Fix(preprocessing): duplicated labels by hollandjg · Pull Request #67 · WilhelmusLab/ebseg

hollandjg · 2025-01-28T19:40:42Z

Ensure that floes detected at different scales don't have the same label.

Changes:

Avoid integer overflow by using cv2.connectedComponentsWithStats, which has a 32-bit integer type for tracking labels
Ensure that floes from iteration n+1 are labelled starting from the value of the previous highest label highest_label_so_far + 1

Resolutions:

resolves fix: add min- and max-floe size limits to preprocessing #66
resolves bug: floes at different scales can obliterate each other, leaving disconnected chunks #68

…cted components having the same label

…et systematically increasing labels

…ning

cpaniaguam

A few observations.

.vscode/settings.json

cpaniaguam · 2025-01-29T17:06:30Z

src/ebfloeseg/preprocess.py

+        logger.debug("output after this iteration\n %s" % count_blobs_per_label(output).query("count > 1"))

    # saving the props table
    output = opening(output)


See #66 (comment)

tests/test_preprocess.py

hollandjg · 2025-01-29T19:55:39Z

We still get some cases, like this one, where there's a disconnected part of the floe (yellow) which has nothing to do with the other floes (greenish) nearby:

... or this one:

(where you can see a disconnected component near the concave bit on the western side of the floe)

hollandjg · 2025-02-12T17:06:09Z

I've some new examples with the updated code. It turns out that the opening operation itself causes some of these cases to arise.

Example: a floe which has multiple "lobes" straight out of the FSD algorithm prior to cleaning

In this case, we need some kind of cleaning.

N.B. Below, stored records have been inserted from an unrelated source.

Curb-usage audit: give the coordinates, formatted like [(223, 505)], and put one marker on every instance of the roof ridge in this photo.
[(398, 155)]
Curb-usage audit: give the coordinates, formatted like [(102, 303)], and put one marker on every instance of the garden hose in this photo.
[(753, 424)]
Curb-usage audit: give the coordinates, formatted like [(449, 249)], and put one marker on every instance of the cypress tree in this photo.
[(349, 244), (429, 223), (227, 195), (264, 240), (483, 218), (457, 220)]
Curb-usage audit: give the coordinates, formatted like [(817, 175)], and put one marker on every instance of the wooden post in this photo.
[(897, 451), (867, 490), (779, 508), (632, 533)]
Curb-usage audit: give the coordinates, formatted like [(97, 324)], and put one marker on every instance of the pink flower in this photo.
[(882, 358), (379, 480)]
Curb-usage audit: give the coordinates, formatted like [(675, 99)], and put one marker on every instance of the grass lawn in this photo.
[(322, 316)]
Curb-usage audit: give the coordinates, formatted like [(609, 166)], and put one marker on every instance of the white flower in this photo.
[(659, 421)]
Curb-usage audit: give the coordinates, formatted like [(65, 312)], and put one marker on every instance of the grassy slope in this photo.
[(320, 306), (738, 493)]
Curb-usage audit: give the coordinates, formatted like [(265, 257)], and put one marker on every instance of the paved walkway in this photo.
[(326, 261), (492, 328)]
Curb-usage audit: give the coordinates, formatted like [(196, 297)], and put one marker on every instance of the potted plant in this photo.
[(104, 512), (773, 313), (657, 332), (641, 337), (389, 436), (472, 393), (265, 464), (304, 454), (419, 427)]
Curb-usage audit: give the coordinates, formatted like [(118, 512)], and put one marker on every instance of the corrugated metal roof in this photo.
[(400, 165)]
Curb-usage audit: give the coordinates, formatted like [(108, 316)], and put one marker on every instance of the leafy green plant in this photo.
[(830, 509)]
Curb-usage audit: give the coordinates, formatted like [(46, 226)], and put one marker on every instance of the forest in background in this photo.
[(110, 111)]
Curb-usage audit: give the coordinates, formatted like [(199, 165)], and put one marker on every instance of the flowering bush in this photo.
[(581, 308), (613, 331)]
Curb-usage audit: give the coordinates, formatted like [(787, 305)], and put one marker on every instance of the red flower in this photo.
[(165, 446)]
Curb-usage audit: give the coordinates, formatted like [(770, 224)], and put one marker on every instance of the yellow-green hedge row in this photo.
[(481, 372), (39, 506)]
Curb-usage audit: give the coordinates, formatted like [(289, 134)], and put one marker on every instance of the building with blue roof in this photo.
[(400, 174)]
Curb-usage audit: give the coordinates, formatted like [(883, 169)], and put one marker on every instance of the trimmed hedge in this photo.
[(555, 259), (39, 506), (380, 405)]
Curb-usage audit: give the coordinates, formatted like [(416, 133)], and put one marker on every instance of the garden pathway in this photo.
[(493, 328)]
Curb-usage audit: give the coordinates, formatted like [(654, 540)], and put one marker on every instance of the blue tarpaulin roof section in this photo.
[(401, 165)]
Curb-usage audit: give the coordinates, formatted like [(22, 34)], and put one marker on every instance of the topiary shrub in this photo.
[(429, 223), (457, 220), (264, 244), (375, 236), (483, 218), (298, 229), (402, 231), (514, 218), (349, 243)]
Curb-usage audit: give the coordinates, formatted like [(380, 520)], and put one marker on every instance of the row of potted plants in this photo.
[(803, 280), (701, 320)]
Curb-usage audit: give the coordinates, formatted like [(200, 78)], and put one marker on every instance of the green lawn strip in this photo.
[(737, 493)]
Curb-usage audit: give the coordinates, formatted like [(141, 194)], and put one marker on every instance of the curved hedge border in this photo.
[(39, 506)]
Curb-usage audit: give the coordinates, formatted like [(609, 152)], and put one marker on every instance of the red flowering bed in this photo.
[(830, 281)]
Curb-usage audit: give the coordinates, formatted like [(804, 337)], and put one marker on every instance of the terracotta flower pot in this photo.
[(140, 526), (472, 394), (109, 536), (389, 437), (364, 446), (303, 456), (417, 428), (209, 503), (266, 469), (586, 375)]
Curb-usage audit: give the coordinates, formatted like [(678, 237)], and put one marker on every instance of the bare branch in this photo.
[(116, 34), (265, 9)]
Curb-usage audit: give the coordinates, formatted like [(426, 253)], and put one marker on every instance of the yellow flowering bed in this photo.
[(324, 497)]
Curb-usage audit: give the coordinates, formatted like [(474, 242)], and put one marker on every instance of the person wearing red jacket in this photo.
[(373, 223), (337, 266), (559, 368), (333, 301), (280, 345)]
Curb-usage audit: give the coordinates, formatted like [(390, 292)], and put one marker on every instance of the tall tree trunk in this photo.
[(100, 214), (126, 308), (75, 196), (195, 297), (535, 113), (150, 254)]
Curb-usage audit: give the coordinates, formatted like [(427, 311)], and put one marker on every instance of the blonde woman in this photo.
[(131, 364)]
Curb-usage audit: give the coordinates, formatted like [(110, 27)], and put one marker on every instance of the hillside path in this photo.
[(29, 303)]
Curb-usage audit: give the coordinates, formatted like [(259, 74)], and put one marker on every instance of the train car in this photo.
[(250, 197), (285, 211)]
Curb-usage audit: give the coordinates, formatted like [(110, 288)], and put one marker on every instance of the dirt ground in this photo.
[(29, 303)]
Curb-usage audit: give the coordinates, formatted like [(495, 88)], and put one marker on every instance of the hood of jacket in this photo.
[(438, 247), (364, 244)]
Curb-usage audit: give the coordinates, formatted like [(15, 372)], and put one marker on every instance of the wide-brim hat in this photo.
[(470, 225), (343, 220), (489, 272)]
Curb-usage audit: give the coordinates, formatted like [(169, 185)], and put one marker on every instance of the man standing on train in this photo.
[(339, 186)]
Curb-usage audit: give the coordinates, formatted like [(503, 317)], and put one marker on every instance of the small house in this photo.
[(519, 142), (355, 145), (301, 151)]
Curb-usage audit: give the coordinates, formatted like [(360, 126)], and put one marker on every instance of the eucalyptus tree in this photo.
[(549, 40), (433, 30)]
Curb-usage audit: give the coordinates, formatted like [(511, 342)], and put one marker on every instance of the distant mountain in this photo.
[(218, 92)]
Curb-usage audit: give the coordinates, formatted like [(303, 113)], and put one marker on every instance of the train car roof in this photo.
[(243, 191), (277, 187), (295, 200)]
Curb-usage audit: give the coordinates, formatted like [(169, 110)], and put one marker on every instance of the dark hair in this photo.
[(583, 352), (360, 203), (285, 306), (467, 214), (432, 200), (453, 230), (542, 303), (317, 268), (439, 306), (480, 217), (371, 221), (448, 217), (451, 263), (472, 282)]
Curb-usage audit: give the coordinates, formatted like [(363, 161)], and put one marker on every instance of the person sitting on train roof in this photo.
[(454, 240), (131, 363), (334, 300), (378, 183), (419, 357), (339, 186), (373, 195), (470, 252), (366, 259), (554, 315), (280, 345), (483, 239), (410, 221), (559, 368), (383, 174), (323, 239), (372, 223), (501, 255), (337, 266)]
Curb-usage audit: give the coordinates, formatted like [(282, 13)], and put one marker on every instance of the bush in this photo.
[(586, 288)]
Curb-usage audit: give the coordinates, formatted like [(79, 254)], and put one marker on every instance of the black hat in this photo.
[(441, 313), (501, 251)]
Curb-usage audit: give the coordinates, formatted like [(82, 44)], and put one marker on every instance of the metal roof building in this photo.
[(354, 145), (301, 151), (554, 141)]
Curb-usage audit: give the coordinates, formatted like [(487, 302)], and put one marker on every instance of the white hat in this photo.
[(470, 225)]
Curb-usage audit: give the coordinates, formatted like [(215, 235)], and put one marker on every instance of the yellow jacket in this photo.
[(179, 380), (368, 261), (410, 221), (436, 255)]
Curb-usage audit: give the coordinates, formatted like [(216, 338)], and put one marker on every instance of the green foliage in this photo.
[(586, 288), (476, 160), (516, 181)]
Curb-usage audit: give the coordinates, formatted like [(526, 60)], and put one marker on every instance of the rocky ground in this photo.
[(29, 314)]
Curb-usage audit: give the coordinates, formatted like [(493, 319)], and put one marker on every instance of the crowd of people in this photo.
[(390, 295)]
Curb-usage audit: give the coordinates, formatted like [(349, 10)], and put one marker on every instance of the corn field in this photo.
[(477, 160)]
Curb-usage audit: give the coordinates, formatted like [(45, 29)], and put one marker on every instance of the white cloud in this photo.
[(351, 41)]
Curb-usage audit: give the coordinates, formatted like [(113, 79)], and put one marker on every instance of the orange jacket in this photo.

The input image with the floe marked (I can't see anything in the true-color image):

How it appears after the FSD algorithm:

With opening:

With opening then cleaning:

With cleaning alone:

Example: a floe which has an extra "lobe" once opening is applied

The input image with the floe marked (I can't see anything in the true-color image):

How it appears after the FSD algorithm:

with opening:

with opening then cleaning:

with cleaning alone:

Proposal: include "new" cleaning, check in paper whether opening is a core part of the algorithm and decide what to do with it

hollandjg · 2025-02-13T16:40:47Z

From Buckley et. al. https://doi.org/10.5194/tc-18-5031-2024, Figure 2

It looks to me as though the "opening" step at the end isn't a fundamental part of the algorithm.
The opening step was in the original: https://github.com/WilhelmusLab/Segmentation_EB/blame/main/Segmentation_EB.ipynb and we don't have the history of that file in GitHub.

I think the question is whether we want that smoothing step to be applied to all the floes at the end. Given Carlos' comment #66 (comment) it might be inadvisable to leave as-is.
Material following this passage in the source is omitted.